Le parquet déplore qu’une mésentente entre voisins se règle devant le tribunal.

Braquages, tentatives de meurtre, viols, participation à une organisation terroriste : comme dans d’autres arrondissements judiciaires, les audiences du tribunal correctionnel de Charleroi sont surchargées d’affaires importantes. Dès lors, lorsqu’un conflit de voisinage banal franchit « l’instances de tri » que représente la chambre du conseil, le parquet a tendance à fumer des naseaux. « J’ai 3200 dossiers qui transitent chaque année par mon bureau. Alors moi, les affaires de calomnie, je les classe sans suites. Pour moi, cela relève de la médiation pénale », grogne le substitut Vervaeren qui a bien fait comprendre à Michel le prévenu et à Donato la partie civile que la Justice avait d’autres chats à fouetter.

Ce sermon de directeur d’école qui tire les oreilles de deux garnements n’est pas sans fondement. Car il faut bien le dire, Donato et Michel ont agi comme des gamins. Le premier avait déjà menacé de tuer le chat de son voisin s’il s’aventurait encore sur son « territoire ». Et lorsque le père Michel a bien failli perdre son chat, qui est revenu avec l’arrière-train paralysé, il s’est empressé de s’épancher sur Facebook, en identifiant clairement Donato. Résultat : 6500 partages de la publication et un flot de haine et d’insultes qui s’est déversé sur le voisin acariâtre. Certains justiciers animaliers se sont même présentés à son domicile pour le menacer…
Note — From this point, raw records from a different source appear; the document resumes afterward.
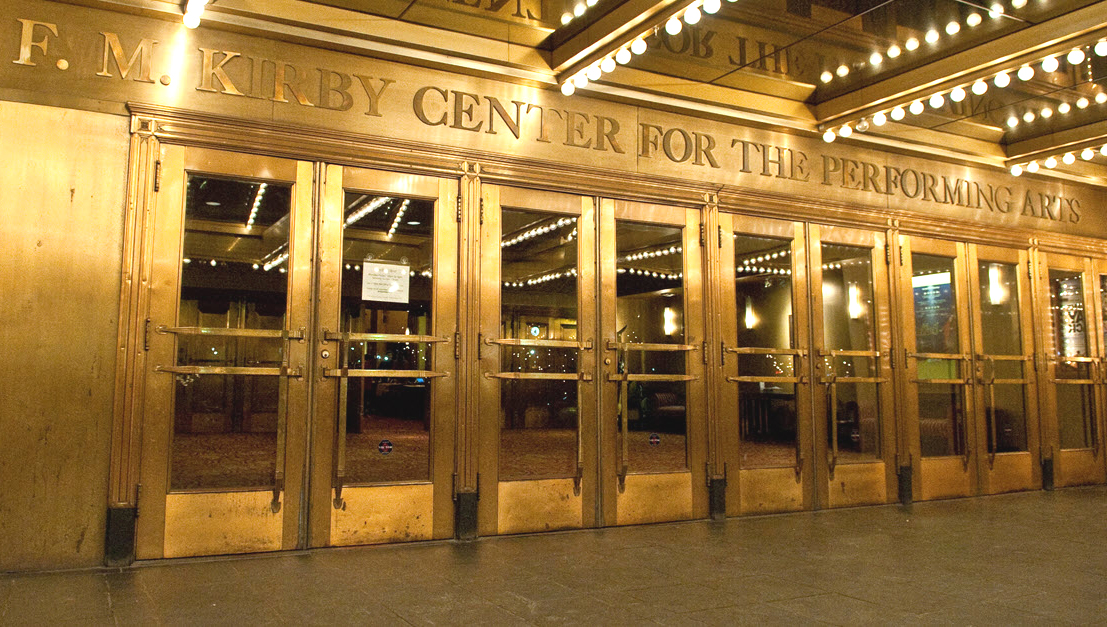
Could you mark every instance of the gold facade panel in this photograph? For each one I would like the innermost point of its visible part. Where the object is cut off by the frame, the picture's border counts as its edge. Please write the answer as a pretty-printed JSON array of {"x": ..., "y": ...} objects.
[
  {"x": 944, "y": 478},
  {"x": 858, "y": 484},
  {"x": 1012, "y": 472},
  {"x": 386, "y": 513},
  {"x": 1079, "y": 468},
  {"x": 769, "y": 491},
  {"x": 538, "y": 506},
  {"x": 654, "y": 499},
  {"x": 221, "y": 523}
]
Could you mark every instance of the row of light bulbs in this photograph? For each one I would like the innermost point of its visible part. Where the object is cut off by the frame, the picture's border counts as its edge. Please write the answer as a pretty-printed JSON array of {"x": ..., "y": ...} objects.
[
  {"x": 1051, "y": 162},
  {"x": 637, "y": 45},
  {"x": 931, "y": 37},
  {"x": 538, "y": 230},
  {"x": 980, "y": 86}
]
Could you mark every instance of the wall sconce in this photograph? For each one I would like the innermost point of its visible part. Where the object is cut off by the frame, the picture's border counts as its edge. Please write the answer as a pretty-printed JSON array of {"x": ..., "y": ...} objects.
[
  {"x": 997, "y": 293},
  {"x": 855, "y": 307},
  {"x": 751, "y": 318}
]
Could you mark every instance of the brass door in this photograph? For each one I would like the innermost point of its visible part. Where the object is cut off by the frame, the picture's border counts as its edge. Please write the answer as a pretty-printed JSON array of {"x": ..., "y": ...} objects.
[
  {"x": 226, "y": 398},
  {"x": 559, "y": 445},
  {"x": 384, "y": 390},
  {"x": 1072, "y": 390},
  {"x": 806, "y": 331}
]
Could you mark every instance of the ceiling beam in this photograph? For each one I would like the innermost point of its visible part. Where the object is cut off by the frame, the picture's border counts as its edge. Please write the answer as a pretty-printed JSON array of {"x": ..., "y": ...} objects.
[{"x": 981, "y": 61}]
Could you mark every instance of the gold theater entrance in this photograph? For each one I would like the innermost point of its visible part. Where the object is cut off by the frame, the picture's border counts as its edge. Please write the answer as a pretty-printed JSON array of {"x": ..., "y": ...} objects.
[
  {"x": 970, "y": 392},
  {"x": 807, "y": 341},
  {"x": 590, "y": 413},
  {"x": 299, "y": 384}
]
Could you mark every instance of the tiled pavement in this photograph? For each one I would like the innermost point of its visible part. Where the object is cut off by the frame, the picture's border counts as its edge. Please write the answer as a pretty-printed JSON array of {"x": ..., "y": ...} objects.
[{"x": 1038, "y": 557}]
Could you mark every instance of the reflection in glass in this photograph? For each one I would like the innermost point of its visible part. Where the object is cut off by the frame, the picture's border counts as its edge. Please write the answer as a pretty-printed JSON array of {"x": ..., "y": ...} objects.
[
  {"x": 848, "y": 325},
  {"x": 386, "y": 288},
  {"x": 538, "y": 302},
  {"x": 650, "y": 309},
  {"x": 1075, "y": 401},
  {"x": 234, "y": 276},
  {"x": 941, "y": 405},
  {"x": 1002, "y": 336},
  {"x": 766, "y": 408}
]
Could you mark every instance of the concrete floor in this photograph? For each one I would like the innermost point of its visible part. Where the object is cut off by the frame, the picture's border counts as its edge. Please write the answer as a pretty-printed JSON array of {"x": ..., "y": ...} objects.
[{"x": 1023, "y": 558}]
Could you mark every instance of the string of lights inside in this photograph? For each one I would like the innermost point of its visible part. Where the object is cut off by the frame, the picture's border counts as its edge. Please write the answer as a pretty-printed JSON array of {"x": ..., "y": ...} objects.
[{"x": 691, "y": 14}]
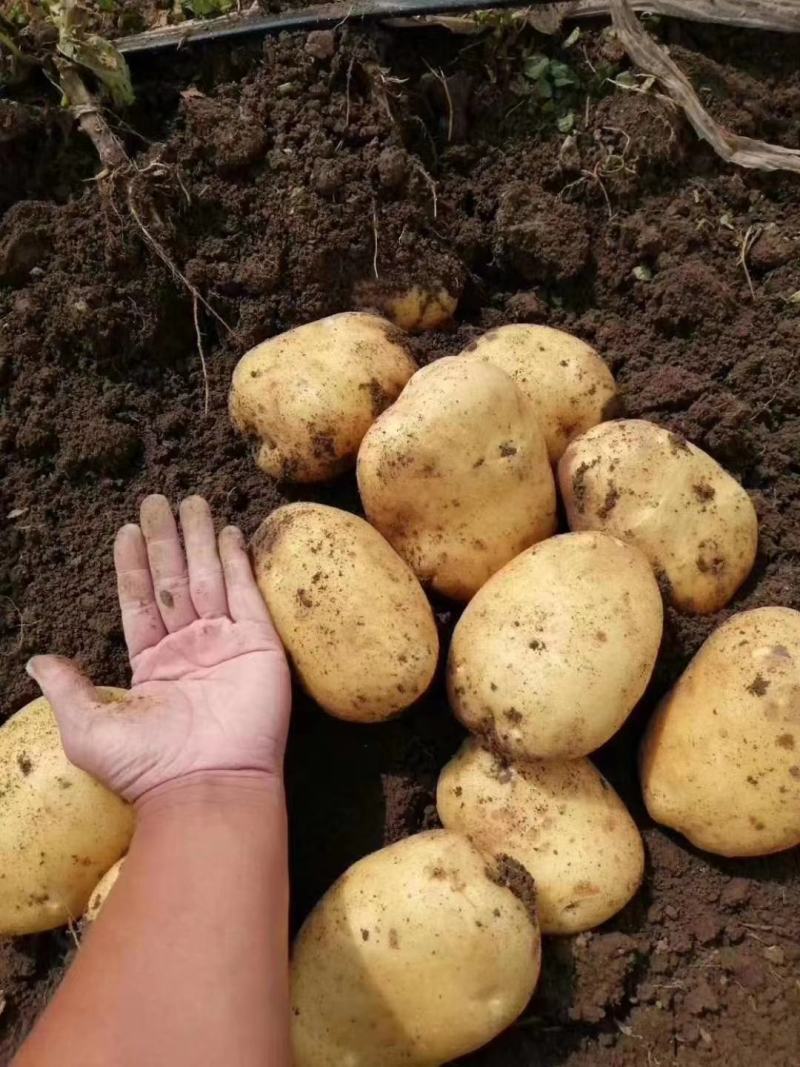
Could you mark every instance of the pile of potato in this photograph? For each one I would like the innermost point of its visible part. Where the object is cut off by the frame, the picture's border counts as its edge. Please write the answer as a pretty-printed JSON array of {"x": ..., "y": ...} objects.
[{"x": 426, "y": 950}]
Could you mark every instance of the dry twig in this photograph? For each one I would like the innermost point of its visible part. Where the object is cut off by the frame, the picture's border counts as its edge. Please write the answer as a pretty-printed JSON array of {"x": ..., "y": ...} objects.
[{"x": 653, "y": 59}]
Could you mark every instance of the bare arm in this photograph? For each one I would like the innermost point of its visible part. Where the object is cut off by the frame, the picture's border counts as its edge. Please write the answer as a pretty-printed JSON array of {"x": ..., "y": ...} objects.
[{"x": 187, "y": 964}]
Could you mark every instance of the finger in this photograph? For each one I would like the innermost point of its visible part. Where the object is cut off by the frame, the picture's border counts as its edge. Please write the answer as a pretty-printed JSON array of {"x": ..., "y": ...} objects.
[
  {"x": 206, "y": 580},
  {"x": 141, "y": 619},
  {"x": 70, "y": 693},
  {"x": 168, "y": 563},
  {"x": 245, "y": 602}
]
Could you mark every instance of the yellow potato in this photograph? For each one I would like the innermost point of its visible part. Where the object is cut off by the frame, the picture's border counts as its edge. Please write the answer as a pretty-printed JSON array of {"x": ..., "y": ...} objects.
[
  {"x": 414, "y": 309},
  {"x": 560, "y": 819},
  {"x": 60, "y": 829},
  {"x": 101, "y": 890},
  {"x": 456, "y": 475},
  {"x": 550, "y": 656},
  {"x": 692, "y": 521},
  {"x": 564, "y": 379},
  {"x": 307, "y": 396},
  {"x": 353, "y": 618},
  {"x": 721, "y": 755},
  {"x": 412, "y": 958}
]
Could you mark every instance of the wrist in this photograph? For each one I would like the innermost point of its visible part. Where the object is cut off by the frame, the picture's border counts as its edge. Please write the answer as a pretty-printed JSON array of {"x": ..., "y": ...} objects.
[{"x": 218, "y": 790}]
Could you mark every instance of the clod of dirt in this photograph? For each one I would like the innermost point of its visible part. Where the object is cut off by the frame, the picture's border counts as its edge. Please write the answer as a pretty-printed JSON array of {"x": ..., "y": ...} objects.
[
  {"x": 540, "y": 237},
  {"x": 321, "y": 44}
]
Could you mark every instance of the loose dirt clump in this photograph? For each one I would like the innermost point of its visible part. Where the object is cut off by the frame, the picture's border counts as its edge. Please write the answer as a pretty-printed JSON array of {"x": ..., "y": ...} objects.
[{"x": 294, "y": 175}]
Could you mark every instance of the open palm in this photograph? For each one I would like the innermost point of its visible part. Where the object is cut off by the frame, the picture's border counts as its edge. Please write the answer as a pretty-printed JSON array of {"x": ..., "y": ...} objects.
[{"x": 210, "y": 688}]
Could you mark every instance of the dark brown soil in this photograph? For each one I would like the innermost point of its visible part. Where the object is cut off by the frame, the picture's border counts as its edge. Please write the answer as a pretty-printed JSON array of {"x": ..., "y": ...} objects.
[{"x": 293, "y": 173}]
Du côté de Donato, on dément toute agression envers « Simba », le félidé blessé d’un coup de bâton (selon le vétérinaire). Et du côté de Michel, on nie avoir voulu faire du tort au voisin par « vengeurs masqués » interposés. A bon chat, bon rat… « Ils ont mal agi tous les deux », enchaîne le ministère public. « Le prévenu ne s’est sans doute pas rendu compte que ses propos seraient amplifiés par toutes ces personnes qui, derrière leur ordinateur à une heure du matin, deviennent les pires extrémistes animaliers, assoiffés de vengeance. Alors oui, les propos étaient publics car ils ont été diffusés sur Facebook. Mais j’estime que l’intention de nuire n’est pas établie. La solution, c’est que les parties arrivent à vivre ensemble. On ne leur demande pas d’être amis, juste de se supporter en tant que voisins». Bref, c’est l’acquittement qui a été requis par le substitut Vervaeren, ce que plaide également Me Cauchies, conseil de Michel qui évoque « une erreur » commise sous le coup de la colère.

Les débats auront finalement duré près d’une heure. Un gaspillage de temps dont la Justice aurait clairement pu se passer.